Jika saja Maryam tak memotong dan membungkam mulut lemes-nya, mungkin kalimat pedas penuh penindasan akan semakin melebar ke mana-mana. "Maaf kami harus segera ke perpustakaan. Permisi," potong Maryam cepat dan menarik tanganku begitu saja.

"Kenapa kita malah pergi sih?

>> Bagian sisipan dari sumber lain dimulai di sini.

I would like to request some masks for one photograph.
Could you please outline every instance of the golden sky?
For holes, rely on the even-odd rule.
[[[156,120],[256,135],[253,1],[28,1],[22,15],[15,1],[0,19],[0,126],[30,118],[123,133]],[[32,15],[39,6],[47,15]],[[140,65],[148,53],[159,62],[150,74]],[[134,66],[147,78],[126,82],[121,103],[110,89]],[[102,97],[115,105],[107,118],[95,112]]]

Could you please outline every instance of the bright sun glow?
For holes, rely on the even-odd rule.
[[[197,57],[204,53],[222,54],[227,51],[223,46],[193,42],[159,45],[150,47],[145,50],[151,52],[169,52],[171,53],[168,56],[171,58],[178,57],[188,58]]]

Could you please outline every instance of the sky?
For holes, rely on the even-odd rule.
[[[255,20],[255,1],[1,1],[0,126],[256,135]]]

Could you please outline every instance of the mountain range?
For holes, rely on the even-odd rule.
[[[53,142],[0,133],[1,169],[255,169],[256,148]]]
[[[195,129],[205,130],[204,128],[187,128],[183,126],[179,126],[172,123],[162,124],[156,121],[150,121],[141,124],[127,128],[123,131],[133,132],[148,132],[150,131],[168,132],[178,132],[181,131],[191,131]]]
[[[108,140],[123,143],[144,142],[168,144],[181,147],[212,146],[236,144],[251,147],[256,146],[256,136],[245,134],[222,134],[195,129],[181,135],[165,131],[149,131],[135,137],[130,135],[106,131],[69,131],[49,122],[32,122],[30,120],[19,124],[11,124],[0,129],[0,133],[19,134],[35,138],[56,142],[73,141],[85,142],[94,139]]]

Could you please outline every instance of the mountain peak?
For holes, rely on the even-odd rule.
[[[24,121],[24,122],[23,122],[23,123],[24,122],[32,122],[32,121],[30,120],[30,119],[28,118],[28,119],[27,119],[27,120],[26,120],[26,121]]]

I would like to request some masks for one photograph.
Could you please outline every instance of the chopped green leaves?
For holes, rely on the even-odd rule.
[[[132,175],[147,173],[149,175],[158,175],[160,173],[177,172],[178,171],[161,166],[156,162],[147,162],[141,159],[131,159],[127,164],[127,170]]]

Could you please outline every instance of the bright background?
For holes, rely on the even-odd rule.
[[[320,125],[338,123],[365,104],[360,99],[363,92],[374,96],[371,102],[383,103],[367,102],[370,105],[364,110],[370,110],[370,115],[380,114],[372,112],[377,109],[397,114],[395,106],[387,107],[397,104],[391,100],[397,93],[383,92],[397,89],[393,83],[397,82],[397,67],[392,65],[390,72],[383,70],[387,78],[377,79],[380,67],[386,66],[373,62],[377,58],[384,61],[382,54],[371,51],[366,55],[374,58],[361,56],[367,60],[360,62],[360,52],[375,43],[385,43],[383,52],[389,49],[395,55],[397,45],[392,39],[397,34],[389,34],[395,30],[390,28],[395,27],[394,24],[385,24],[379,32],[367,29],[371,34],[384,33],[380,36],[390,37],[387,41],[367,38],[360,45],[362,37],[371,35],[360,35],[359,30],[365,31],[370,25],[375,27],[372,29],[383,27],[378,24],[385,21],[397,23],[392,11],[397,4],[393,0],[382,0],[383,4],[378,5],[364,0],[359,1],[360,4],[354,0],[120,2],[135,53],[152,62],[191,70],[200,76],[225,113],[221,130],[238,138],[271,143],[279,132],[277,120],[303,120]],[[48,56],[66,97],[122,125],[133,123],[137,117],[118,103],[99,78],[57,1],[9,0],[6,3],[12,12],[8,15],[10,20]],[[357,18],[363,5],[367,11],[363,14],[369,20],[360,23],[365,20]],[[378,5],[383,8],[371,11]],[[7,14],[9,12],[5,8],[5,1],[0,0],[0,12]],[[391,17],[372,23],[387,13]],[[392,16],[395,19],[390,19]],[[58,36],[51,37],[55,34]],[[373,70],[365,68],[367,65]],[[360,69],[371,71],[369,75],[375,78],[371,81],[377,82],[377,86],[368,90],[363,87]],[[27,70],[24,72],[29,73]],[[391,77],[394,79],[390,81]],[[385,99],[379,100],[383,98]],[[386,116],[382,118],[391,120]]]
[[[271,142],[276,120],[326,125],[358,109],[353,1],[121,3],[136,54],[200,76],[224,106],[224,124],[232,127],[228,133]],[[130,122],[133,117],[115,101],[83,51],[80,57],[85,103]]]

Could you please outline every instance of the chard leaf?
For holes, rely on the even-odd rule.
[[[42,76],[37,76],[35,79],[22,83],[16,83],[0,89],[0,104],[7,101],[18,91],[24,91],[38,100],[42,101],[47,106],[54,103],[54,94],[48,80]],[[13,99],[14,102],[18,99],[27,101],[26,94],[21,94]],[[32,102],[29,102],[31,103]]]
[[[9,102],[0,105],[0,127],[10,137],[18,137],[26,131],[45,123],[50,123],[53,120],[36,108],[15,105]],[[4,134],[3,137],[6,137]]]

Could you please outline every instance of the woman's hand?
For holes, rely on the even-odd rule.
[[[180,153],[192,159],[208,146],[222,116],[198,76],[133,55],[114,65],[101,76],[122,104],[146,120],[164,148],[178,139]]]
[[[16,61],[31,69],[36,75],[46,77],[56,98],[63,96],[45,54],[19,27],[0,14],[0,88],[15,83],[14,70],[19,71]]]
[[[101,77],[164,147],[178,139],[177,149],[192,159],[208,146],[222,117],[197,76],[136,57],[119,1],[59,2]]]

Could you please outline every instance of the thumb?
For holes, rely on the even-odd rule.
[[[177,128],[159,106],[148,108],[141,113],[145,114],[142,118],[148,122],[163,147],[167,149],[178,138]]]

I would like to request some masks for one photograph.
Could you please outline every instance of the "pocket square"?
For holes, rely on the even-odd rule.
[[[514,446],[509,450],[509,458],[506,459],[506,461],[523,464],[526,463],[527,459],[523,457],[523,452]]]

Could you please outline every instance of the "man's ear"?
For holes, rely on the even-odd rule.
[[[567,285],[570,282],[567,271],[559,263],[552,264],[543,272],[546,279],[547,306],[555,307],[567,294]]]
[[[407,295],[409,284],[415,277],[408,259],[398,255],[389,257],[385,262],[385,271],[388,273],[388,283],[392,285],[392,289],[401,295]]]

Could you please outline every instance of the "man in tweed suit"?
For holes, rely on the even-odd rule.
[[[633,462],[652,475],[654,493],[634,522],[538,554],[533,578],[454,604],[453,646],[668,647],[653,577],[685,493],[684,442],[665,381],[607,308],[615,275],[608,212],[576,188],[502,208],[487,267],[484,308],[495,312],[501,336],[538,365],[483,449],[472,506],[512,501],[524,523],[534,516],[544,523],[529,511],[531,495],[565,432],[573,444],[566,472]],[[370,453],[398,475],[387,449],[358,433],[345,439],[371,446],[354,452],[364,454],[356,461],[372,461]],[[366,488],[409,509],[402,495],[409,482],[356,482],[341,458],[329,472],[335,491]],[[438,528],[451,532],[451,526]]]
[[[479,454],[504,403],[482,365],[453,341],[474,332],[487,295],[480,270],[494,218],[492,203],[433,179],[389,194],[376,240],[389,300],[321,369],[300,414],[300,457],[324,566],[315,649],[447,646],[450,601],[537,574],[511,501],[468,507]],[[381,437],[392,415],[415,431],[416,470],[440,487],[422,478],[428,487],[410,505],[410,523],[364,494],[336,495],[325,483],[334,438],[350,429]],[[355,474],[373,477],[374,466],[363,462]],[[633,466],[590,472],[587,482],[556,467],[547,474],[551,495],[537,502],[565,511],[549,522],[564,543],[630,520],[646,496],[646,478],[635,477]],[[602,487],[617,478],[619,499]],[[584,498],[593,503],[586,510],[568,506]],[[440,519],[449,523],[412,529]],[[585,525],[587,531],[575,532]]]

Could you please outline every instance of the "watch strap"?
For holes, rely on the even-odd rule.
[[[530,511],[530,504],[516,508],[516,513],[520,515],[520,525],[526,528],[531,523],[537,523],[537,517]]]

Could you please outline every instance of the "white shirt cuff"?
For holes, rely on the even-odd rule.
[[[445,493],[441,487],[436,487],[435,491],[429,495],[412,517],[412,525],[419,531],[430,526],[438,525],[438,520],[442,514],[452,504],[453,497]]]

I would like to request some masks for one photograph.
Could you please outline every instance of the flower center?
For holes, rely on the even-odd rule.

Mulut gue gatel mau bales ucapannya." Aku berkata dengan bersungut-sungut kesal.

Seharusnya orang seperti itu diberi sedikit pelajaran agar tak mengulanginya lagi. Bagaimana mungkin kita sebagai sesama wanita yang menganut agama serupa, tapi masih saja menghina dan mencela satu dan lainnya. Di mana rasa empati dan simpati mereka dalam hal beragama?

"Tak ada gunanya menanggapi mereka yang tidak menyukai kita. Percuma saja di mata mereka kita akan tetap salah," tuturnya dengan sunggingan tipis.

Aku harus banyak belajar pada Maryam agar bisa lebih mengontrol emosi dan banyak-banyak bersabar.